Responsabilité unifiée des gestionnaires publics : deux nouvelles jurisprudences et une QPC sur le montant des amendes
Pour rappel, ce régime a été institué par l'ordonnance du 23 mars 2022 et depuis le 1er janvier 2023, les ordonnateurs et les comptables publics sont justiciables devant les mêmes juridictions, à savoir en 1ère instance devant la chambre du contentieux de la cour des comptes, en appel devant la cour d'appel financière et en cassation devant le Conseil d'Etat.
Il concerne donc l’ensemble des gestionnaires publics, c'est-à-dire les ordonnateurs et comptables, à l'exception toutefois des élus locaux et des personnes qui suivent les instructions de leurs supérieurs hiérarchiques ou détenant un ordre écrit de l'élu local.
Les élus locaux peuvent néanmoins voir leur responsabilité financière engagée, dans les trois cas suivants :
- Inexécution d’une décision de justice entraînant le prononcé d’une astreinte (code de juridictions financières (CJF), art. L. 131-4) ;
- avantages injustifiés consentis à autrui ou à soi-même (CJF, art. L. 131-12) ;
- gestion de fait (CJF, art. L. 131-15).
Dans le cadre du suivi de la mise en œuvre de ce nouveau régime, on peut relever deux nouvelles jurisprudences de la Cour des Comptes en date du 2 septembre 2025.
- La première affaire ( Arrêt n° 61 - n° S-2025-1208) impliquait un directeur d'établissement public, qui sans en avoir le pouvoir, ni disposer d'une délégation avait engagé des dépenses relatives aux achats de cet établissement. Ces dépenses se sont élevées pour la période comprise entre 2019 et 2021 à 3,5 Millions d'euros. Au regard de ce montant et du caractère systématique de cette pratique la Cour des Comptes a condamné le directeur à une amende d'un montant de 2 000 euros .
- Dans la seconde affaire (Arrêt n° S-2025-1195) le maire d'une commune n'avait pas mandaté dans les délais une somme à laquelle la commune avait été condamnée à verser à la victime d'un accident de chantier. Les sommes dues n'avaient été en effet, mandatées qu'une dizaine de mois après les notifications des décisions juridictionnelles et la victime n'avait été indemnisée que plus de six ans après son accident. Si la Cour des Comptes reconnaît que les difficultés de trésorerie pouvait justifier un obstacle au paiement, elle estime en revanche que cet argument ne pouvait pas être invoqué pour justifier le retard dans le mandatement. Au vu de ces circonstances, la Cour a condamné le maire à une amende de 4 000 euros.

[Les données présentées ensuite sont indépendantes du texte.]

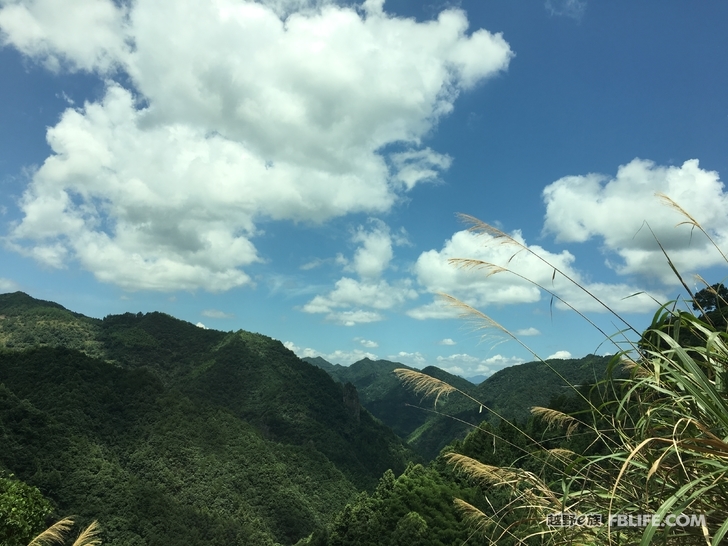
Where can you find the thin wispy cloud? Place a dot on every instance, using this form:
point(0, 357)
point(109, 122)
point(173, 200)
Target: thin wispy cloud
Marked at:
point(573, 9)
point(214, 313)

Concernant le montant des amendes auxquelles peuvent être condamnés les gestionnaires publics pour ce type d'infraction, une décision du Conseil Constitutionnel a apporté récemment des précisions sur leur montant plafond..

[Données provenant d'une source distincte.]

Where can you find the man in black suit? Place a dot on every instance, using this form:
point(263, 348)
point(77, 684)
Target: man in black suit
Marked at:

Ainsi, dans le cadre d'une question prioritaire de constitutionnalité (QPC) (décision n° 2025-1148 du 18 juillet 2025) le Conseil Constitutionnel a été amené à se prononcer sur le caractère non conforme à la constitution de l'article L131-17 du code des juridictions financières.

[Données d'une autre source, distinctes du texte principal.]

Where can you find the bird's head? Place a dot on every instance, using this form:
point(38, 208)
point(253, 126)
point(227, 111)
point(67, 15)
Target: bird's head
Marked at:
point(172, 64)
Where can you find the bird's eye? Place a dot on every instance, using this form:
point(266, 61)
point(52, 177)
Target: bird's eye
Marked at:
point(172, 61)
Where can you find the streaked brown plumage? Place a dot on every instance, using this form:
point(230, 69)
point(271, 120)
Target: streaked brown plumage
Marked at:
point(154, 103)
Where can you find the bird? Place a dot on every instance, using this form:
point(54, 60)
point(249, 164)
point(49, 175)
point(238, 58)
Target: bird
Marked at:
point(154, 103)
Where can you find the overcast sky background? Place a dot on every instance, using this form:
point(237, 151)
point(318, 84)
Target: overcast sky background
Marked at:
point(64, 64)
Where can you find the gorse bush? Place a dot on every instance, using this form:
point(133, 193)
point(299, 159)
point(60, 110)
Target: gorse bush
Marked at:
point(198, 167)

Cet article prévoit à l'égard des gestionnaires publics qui ont commis des infractions prévues aux articles L.131-9 à L.131-15 du code des juridictions financières, telles que celles présentées ci-dessus, et qui perçoivent une rémunération n'ayant pas le caractère d'un traitement ou d'un salaire, un plafond spécifique d'amende. Il est ainsi mentionné dans l'article L.131-17 que le montant de cette amende ne peut excéder la moitié de la rémunération annuelle correspondant à l'échelon le plus élevé afférent à l'emploi de directeur d'administration centrale.
Or, pour les mêmes infractions, commises par des gestionnaires publics percevant un traitement ou un salaire, le montant plafond est différent. Le montant maximal de l'amende est en effet "...égal à six mois de rémunération annuelle de la personne faisant l'objet de la sanction ...".
Pour la cour cette différence de traitement méconnaît le principe d'égalité devant la loi. La Cour des Comptes déclare donc contraire à la constitution, l'article L.131-17.